Arthroskopischen Carpaltunnelspaltungen fehlt aber gerade eine gestalterische Einwirkung auf äußerlich sichtbare Körperfunktionen und/oder -formen. Der Eingriff soll gerade so durchgeführt werden, dass äußerlich erkennbare Veränderungen möglichst unterbleiben. Gerade die arthroskopische Operationsmethode soll äußerlich sichtbare Operationsfolgen weitestmöglich vermeiden.
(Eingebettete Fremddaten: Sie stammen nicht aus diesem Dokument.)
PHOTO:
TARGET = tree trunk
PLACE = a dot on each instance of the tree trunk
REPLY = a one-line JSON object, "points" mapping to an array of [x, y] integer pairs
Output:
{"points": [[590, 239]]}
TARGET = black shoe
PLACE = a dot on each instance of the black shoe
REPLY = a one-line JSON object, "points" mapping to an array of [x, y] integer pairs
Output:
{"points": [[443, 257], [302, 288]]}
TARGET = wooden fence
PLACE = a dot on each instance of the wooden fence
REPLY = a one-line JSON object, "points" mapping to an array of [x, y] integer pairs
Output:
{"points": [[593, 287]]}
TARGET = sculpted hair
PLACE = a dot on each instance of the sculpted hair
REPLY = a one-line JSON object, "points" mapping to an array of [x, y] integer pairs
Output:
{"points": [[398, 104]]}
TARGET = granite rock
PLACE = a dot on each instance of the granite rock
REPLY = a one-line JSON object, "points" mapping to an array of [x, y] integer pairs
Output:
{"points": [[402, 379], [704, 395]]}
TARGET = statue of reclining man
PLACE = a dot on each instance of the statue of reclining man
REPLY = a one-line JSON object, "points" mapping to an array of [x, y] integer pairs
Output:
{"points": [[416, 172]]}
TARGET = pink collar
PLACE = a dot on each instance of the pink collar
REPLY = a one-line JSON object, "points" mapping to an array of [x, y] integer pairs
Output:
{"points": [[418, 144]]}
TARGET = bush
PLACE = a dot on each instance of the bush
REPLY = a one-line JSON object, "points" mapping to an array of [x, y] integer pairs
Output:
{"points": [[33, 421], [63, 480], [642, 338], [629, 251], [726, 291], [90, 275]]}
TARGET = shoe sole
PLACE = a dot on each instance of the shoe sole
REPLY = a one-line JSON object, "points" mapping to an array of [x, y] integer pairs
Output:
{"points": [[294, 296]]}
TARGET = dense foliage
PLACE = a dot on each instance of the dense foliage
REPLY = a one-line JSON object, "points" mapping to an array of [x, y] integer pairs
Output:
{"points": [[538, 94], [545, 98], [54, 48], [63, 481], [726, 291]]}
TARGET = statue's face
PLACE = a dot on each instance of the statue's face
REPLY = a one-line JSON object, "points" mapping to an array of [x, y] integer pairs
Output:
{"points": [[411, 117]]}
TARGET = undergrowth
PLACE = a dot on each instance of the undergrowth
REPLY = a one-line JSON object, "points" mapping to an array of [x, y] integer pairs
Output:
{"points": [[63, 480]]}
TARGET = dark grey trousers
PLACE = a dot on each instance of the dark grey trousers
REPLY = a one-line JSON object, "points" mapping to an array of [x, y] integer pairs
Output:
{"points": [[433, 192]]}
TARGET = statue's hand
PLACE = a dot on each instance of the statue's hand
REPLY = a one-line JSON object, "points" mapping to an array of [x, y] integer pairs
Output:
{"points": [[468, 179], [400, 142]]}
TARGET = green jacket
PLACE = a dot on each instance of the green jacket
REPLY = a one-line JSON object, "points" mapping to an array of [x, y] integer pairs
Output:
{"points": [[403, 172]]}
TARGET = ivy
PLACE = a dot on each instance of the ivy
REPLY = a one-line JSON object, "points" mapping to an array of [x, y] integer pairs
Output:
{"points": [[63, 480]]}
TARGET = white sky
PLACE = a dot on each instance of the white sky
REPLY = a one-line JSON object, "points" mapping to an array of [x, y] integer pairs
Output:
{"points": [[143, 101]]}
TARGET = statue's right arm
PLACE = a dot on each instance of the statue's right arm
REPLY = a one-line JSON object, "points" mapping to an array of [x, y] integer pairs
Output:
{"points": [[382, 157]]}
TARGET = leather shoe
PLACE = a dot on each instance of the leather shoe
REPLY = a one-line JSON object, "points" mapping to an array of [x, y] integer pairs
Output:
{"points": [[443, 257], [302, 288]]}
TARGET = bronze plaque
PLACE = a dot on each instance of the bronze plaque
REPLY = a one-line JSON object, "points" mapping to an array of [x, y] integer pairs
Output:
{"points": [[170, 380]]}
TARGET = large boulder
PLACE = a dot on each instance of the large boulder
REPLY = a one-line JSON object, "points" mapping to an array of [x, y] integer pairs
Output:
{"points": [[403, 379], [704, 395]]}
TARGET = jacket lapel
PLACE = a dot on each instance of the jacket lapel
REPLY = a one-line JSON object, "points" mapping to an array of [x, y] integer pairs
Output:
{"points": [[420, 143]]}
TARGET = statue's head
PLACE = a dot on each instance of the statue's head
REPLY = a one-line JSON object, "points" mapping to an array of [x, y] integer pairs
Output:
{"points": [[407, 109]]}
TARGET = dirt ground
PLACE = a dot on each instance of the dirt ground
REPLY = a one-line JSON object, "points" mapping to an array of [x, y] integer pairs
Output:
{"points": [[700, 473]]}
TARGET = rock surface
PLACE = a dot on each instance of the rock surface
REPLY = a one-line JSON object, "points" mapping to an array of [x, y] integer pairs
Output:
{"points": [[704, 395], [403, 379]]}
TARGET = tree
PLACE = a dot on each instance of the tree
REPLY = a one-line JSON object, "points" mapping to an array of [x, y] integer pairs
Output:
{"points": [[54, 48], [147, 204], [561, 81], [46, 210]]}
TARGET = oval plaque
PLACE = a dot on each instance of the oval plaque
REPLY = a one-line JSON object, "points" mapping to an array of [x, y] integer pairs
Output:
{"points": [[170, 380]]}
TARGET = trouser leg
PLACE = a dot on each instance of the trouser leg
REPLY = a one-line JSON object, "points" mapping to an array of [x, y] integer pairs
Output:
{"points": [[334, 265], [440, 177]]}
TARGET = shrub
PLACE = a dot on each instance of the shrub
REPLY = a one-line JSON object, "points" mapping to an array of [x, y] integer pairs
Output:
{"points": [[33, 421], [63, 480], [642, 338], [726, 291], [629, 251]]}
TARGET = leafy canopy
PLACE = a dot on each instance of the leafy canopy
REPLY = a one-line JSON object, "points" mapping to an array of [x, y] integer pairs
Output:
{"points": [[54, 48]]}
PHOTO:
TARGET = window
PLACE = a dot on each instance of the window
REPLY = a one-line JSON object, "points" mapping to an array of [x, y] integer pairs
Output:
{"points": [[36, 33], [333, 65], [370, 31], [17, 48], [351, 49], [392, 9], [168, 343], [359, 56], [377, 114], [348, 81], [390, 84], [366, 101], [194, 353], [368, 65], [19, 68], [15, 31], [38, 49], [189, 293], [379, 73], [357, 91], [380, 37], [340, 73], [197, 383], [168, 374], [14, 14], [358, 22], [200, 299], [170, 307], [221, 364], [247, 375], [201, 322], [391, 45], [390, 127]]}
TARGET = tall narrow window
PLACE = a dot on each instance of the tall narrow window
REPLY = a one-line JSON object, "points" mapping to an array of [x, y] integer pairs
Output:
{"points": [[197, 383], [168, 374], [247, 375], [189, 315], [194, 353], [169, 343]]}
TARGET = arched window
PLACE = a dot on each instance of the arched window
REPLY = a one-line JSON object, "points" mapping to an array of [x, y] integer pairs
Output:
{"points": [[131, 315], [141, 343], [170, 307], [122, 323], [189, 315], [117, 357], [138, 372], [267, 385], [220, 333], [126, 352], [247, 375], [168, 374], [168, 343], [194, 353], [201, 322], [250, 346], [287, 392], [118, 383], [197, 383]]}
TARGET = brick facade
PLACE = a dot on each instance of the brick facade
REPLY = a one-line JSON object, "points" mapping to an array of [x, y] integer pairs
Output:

Der Kläger kann sich auch nicht darauf berufen, dass ihm im Januar 1996 die Genehmigung zur Erbringung ambulanter arthroskopischer Operationen des Handgelenkes erteilt worden ist. Zum damaligen Zeitpunkt war der Kläger noch als Facharzt für Chirurgie zugelassen. Zu den im Rahmen des Fachgebietes der Chirurgie zu behandelnden chirurgischen Erkrankungen, Verletzungen und Fehlbildungen im Sinne der Ziffer 7 des Abschnittes IV der Weiterbildungsordnung zählen namentlich auch Carpaltunnelerkrankungen. Erst nach Erteilung dieser Genehmigung, und zwar erst seit Dezember 1997, ist der Kläger zur Führung der Facharztbezeichnung für Plastische Chirurgie berechtigt, nachdem die Plastische Chirurgie erst mit Wirkung zum 01. Oktober 1997 als eigenständiges Gebiet der Weiterbildung anerkannt worden ist. Der vom Kläger selbst veranlasste Wechsel der Fachgebietsbezeichnung führte unter Berücksichtigung der bereits erläuterten Bindung der Ärzte an die Grenzen ihres Fachgebietes selbstverständlich dazu, dass der Kläger von zuvor erteilten Genehmigungen nur noch insoweit Gebrauch machen durfte, wie ihr Gegenstand auch von den Grenzen des neu gewählten Facharztgebietes der Plastischen Chirurgie umfasst wurde. Dies traf auf arthroskopische Handoperationen gerade nicht zu.
Die Kostenentscheidung folgt aus § 193 Sozialgerichtsgesetz (SGG); Gründe, die Revision zuzulassen (§ 160 Abs. 2 SGG), sind nicht gegeben.